Comparison of quality of chest compressions during training of laypersons using Push Heart and Little Anne manikins using blinded CPRcards

Background

Mass Cardio-Pulmonary Resuscitation (CPR) training using less expensive and easily portable manikins is one way to increase the number of trained laypeople in a short time. The easy-to-carry, low-cost CPR training model called Push Heart (PH) is widely used in Japan. The aim of this study was to examine if PH can achieve chest compression quality that is similar to that using more conventional Little Anne (LA) manikins for training laypersons.

Methods

This prospective randomized crossover study was done during routine community CPR training of laypersons in Singapore. The participants were randomly allocated into two groups, using the PH and LA models respectively. They crossed over during the training so that both groups had measurements using both models. Chest compression data were collected using blinded CPRcards, which are credit card-sized devices with accelerometers and data capture. Participants did not receive any CPR feedback during measurement.

Results

Forty-two people had data captured for the study with 15 males. The median compression depth was 41.5 mm on LA and 38.0 mm on PH (p = 0.0664), and median compression rate was 105 cpm on LA and 103 cpm on PH (p = 0.2429). Overall, only 1.5% of compressions performed on the PH achieved adequate depth of between 50–70 mm compared to 5.5% achieved on LA (p = 0.049). In contrast, 84% of all compressions performed on the PH were within the adequate rate of 100–120 cpm compared to 79.5% on LA (p = 0.457). Only the under 20-year-old group was able to achieve adequate median compression depth (50.5 mm) on LA, while the older age groups did not (p = 0.0024). The other age groups performed similar quality of chest compression regardless of the model used. 73.8% of participants preferred the LA for training. After the training, participants felt similarly well-prepared with either model with a median score of 8/10 on LA compared to 7/10 on PH (p = 0.0011).

Conclusions

The PH can be an alternative mass CPR training model. Both models achieved satisfactory chest compression rates, but the majority of participants, especially the elderly, had difficulty achieving adequate depth.

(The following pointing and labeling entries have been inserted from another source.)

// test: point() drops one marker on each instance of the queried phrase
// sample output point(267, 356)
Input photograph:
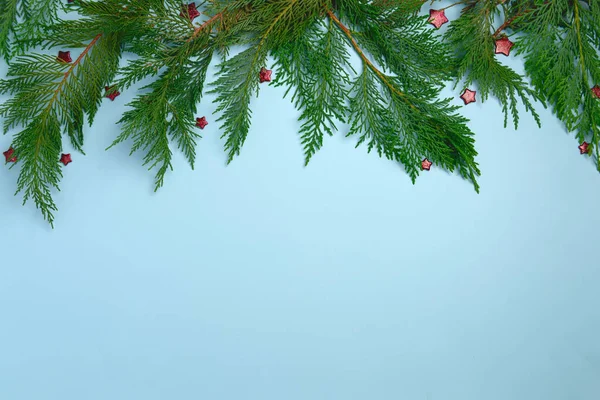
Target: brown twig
point(367, 62)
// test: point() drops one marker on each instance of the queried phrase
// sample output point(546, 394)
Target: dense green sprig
point(391, 104)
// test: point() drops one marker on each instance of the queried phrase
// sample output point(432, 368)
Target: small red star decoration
point(64, 56)
point(201, 122)
point(113, 94)
point(265, 75)
point(437, 18)
point(426, 164)
point(503, 46)
point(468, 96)
point(192, 12)
point(8, 154)
point(65, 158)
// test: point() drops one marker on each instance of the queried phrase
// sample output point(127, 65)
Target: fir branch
point(561, 55)
point(50, 95)
point(315, 66)
point(406, 127)
point(8, 22)
point(238, 76)
point(167, 110)
point(474, 43)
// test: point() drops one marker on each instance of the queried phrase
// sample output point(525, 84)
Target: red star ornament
point(503, 46)
point(113, 95)
point(64, 56)
point(265, 75)
point(192, 11)
point(9, 155)
point(201, 122)
point(65, 158)
point(437, 18)
point(426, 164)
point(468, 96)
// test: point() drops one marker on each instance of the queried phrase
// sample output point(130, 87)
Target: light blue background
point(267, 280)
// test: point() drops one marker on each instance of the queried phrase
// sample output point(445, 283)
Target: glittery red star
point(468, 96)
point(64, 56)
point(112, 95)
point(437, 17)
point(265, 75)
point(8, 154)
point(201, 122)
point(65, 158)
point(503, 46)
point(426, 164)
point(191, 11)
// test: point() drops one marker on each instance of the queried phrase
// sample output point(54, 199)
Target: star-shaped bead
point(503, 46)
point(9, 155)
point(437, 18)
point(426, 164)
point(113, 94)
point(64, 56)
point(65, 158)
point(201, 122)
point(468, 96)
point(192, 12)
point(264, 75)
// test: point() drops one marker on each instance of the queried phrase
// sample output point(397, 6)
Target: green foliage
point(315, 66)
point(560, 42)
point(472, 37)
point(52, 97)
point(391, 104)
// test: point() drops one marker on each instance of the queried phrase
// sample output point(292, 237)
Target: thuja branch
point(51, 95)
point(364, 58)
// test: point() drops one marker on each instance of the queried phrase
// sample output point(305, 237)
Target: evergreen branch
point(50, 95)
point(311, 66)
point(237, 80)
point(415, 128)
point(470, 36)
point(167, 111)
point(8, 21)
point(560, 56)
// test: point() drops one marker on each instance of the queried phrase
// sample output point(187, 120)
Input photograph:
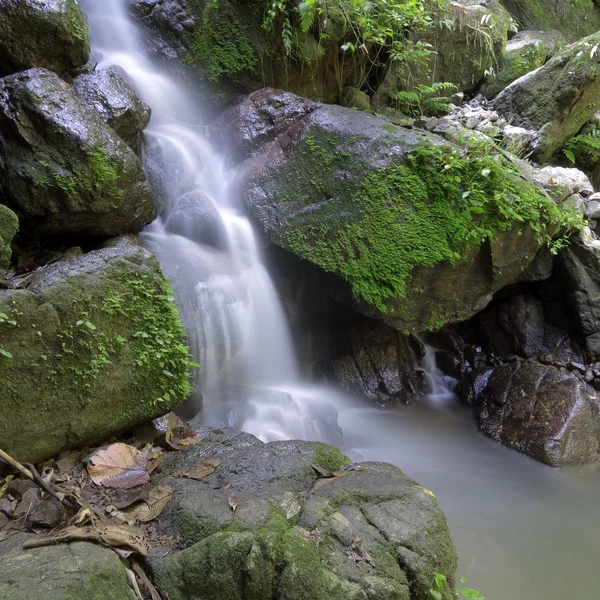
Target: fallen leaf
point(233, 500)
point(150, 509)
point(202, 469)
point(118, 466)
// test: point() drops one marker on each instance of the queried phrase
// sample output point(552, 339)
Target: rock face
point(9, 225)
point(556, 99)
point(539, 410)
point(62, 169)
point(77, 570)
point(573, 19)
point(115, 102)
point(93, 346)
point(369, 532)
point(524, 53)
point(42, 33)
point(343, 189)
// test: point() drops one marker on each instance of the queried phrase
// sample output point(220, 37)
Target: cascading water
point(534, 531)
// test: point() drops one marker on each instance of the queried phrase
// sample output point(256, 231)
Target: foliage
point(424, 100)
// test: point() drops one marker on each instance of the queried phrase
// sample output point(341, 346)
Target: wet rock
point(523, 54)
point(112, 98)
point(557, 99)
point(304, 190)
point(62, 169)
point(76, 570)
point(538, 410)
point(88, 344)
point(42, 33)
point(9, 226)
point(369, 532)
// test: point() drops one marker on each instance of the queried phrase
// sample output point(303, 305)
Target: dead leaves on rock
point(118, 466)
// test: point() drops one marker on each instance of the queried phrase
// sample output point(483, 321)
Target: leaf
point(202, 469)
point(147, 511)
point(233, 501)
point(118, 466)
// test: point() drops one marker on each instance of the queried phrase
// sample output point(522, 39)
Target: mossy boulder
point(467, 39)
point(9, 226)
point(369, 532)
point(225, 45)
point(399, 223)
point(573, 18)
point(524, 53)
point(42, 33)
point(62, 169)
point(114, 100)
point(557, 99)
point(63, 572)
point(92, 346)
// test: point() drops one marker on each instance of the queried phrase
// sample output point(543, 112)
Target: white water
point(533, 530)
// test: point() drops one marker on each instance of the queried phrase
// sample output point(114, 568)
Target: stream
point(533, 531)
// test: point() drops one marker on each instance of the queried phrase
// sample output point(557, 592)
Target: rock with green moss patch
point(75, 571)
point(368, 532)
point(558, 98)
point(62, 169)
point(91, 347)
point(42, 33)
point(399, 223)
point(523, 54)
point(573, 18)
point(9, 225)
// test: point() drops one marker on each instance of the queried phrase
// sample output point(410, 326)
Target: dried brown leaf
point(202, 469)
point(118, 466)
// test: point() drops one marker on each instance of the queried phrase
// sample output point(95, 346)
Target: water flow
point(248, 376)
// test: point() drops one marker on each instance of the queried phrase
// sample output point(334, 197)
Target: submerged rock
point(9, 226)
point(367, 203)
point(557, 99)
point(91, 347)
point(62, 169)
point(368, 532)
point(539, 410)
point(112, 98)
point(80, 570)
point(42, 33)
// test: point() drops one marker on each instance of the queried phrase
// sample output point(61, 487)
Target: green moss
point(438, 206)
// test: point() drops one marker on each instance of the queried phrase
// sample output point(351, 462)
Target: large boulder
point(9, 225)
point(467, 38)
point(62, 572)
point(62, 169)
point(384, 212)
point(557, 99)
point(42, 33)
point(114, 100)
point(368, 532)
point(539, 410)
point(573, 19)
point(92, 346)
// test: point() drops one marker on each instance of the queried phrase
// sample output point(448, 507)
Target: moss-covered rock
point(76, 571)
point(556, 99)
point(9, 226)
point(573, 18)
point(62, 169)
point(408, 227)
point(523, 54)
point(467, 39)
point(42, 33)
point(93, 346)
point(114, 100)
point(370, 532)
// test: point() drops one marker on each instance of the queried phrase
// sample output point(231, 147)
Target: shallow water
point(534, 532)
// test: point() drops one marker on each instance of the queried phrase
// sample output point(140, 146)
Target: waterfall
point(237, 330)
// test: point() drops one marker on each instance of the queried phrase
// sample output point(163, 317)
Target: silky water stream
point(534, 532)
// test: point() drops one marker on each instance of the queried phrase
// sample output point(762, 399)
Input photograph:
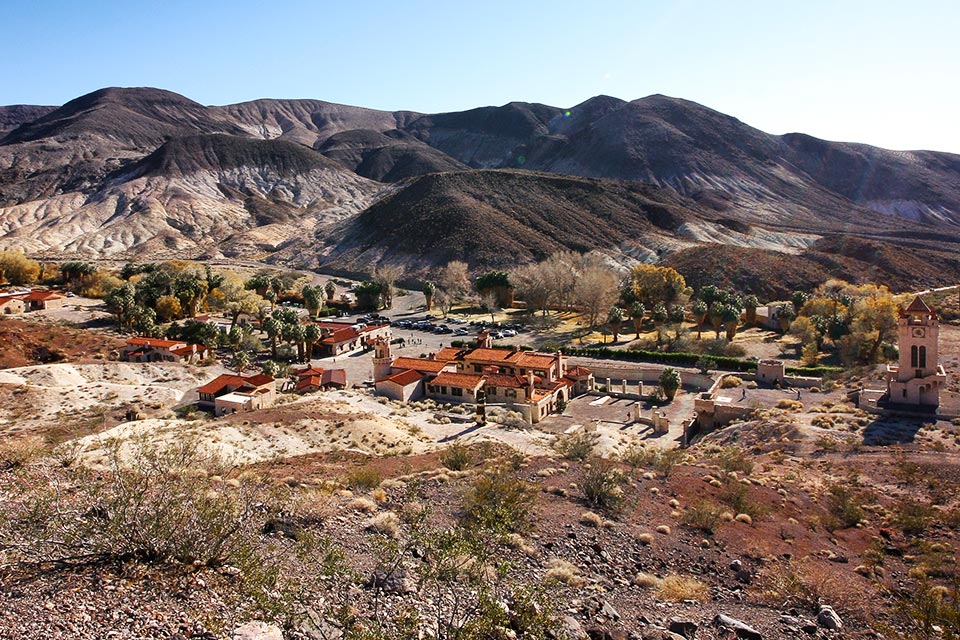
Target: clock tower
point(919, 377)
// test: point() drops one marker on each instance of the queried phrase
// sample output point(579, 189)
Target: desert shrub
point(703, 515)
point(737, 497)
point(456, 457)
point(930, 610)
point(386, 523)
point(499, 501)
point(680, 588)
point(806, 584)
point(153, 505)
point(913, 516)
point(365, 477)
point(734, 459)
point(602, 486)
point(562, 571)
point(576, 446)
point(730, 382)
point(636, 455)
point(844, 506)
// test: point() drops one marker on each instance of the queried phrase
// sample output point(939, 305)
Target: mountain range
point(128, 173)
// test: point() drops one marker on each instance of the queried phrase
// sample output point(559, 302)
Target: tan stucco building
point(918, 377)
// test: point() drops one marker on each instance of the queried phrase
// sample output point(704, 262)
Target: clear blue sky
point(881, 72)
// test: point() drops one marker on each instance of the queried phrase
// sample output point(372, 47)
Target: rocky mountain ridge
point(77, 179)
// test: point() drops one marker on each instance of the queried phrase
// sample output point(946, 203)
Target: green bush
point(576, 446)
point(499, 501)
point(602, 486)
point(365, 477)
point(456, 457)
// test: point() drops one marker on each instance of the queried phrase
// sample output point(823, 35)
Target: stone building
point(918, 377)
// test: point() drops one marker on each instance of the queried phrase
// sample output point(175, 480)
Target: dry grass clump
point(646, 581)
point(576, 446)
point(366, 505)
point(365, 477)
point(559, 570)
point(386, 523)
point(730, 382)
point(790, 405)
point(680, 588)
point(590, 519)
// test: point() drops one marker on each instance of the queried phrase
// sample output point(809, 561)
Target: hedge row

Out-of-hospital cardiac arrest (OHCA) is a major cause of death in the world. Every year, emergency medical services (EMS)-assisted OHCA was experienced by 359,800 people in the USA [1]. According to a report in 2011, the survival to discharge rate was 31.4% for bystander-witnessed OHCA in the USA [1]. Without cardiopulmonary resuscitation (CPR) and defibrillation, the survival rate decreases from 7 to 10% every minute [2]. It takes about 8 min from activating EMS for an ambulance to arrive at the scene in many countries [3]. According to a report of the Japanese Fire and Disaster Management Agency, 8.6 min was the average response time in 2015 [4]. It has been shown that if CPR can be started by laypersons while waiting for ambulance arrival, the survival rate improves significantly [5]. Compression-only CPR is recommended for bystanders by the Japan Circulation Society and the American Heart Association (AHA) [6, 7].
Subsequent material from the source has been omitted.